Let’s break the sequence of protein and model the full structure.
- April 10, 2018
- Posted by: rasa
- Category: Molecular Modelling & Simulation
To understand the mechanism behind the function of a protein, its three-dimensional structure plays a central role. Various experimental methods to determine protein three-dimensional structure like X-ray crystallography, NMR, electron microscopy, etc. provide more authentic structures than the theoretical models but they are very time consuming and have their limits, as in case of membrane proteins, and also only a small no. of proteins can be made to form crystals which is not a protein native environment. This is the reason that there a huge gap between the known protein sequences and their experimentally predicted structures in the databases. To overcome this gap, computational approach to generate protein models via comparative modeling is a handy and reliable method to predict 3D structure with accuracy level of a low-resolution experimentally predicted structure.

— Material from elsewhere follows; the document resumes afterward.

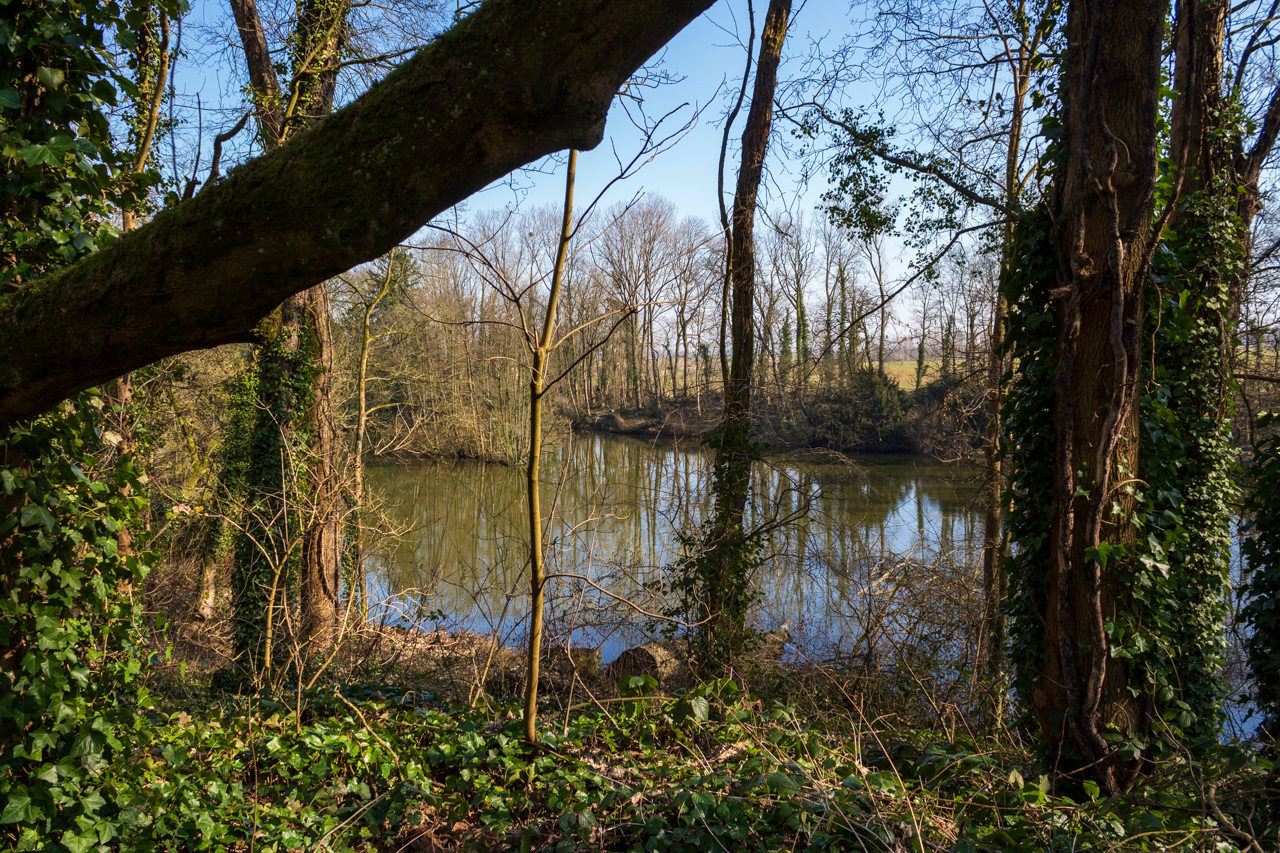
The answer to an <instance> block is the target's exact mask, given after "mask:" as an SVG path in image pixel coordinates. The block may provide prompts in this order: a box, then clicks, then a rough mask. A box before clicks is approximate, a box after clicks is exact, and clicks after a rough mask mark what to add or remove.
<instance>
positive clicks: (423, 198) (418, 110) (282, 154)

Many online servers available for automated protein modeling are Swiss-model, Robetta, Phyre which works on different principles of protein modeling like: homology modeling, fold-recognition or threading and ab-initio.
Comparative modeling or homology modeling is a method to predict the 3D structure of a given protein sequence (target) based primarily on its alignment to one or more proteins of known structure (templates). It consist of four main steps: fold assignment, target-template alignment, model building, and model evaluation. Modeller is a software for comparative modeling by satisfaction of spatial restraints. Based on our target protein sequence identity with the template, we can choose which method basic or advanced modeling will be suitable to model the protein.
For example, if the target sequence has high identity with the template, with very less gaps and a good coverage, then we can go by Basic modeling taking only one best template from the list of all other templates. But in case, if we have got a list of templates with minimal gaps and average identity, and choosing the best template is a difficult job then we choose multiple templates with same coverage and belonging to same family and proceed via Advanced modeling.
Sometimes, the problem occur when we get a sequence whose templates are somewhat like,
Seq (target) : aaaaaabbbbcccccaaaaccccccc
Template1 : aaaaa……………………………….
Template2 : ………..bbbbb……………………
Template3 : ………………………..ccccccccc
In such cases, both basic and advanced modeling scripts are not sufficient enough to meet our requirements. So, we, here at RASA have played with the scripts and developed a new technique to handle such sequences. The idea was to split up our sequence (target) and look for the non-overlapped templates of these chopped sections to proceed for the modeling.
The last and most important step in protein modelling is to evaluate the model, which can be done using GNU-plot, RC-plot and a good protein model is one which makes chemical sense: normal bond lengths and angles, correct chirality, flat aromatic rings, flat sp2-hybridised carbons, makes physical sense: no non-bonded atoms, favourable crystal packing, related atoms display similar thermal disorder, occupancies of alternative conformations add up to one, makes statistical sense: the model is the best hypothesis to explain available experimental data, and makes structural sense: the model has a reasonable Ramachandran plot, not too many unusual side-chain conformations, or buried charges, residues are happy in their environment.
1). Xiang, Z. (2006). Advances in homology protein structure modeling. Current Protein and Peptide Science, 7(3), 217-227.
2). Ganugapati, J., Madhurapanthula, R. S., & Sai, K. S. (2013). In Silico Modeling of Human Toll like Receptor 1. International Journal of Computer Applications, 61(8).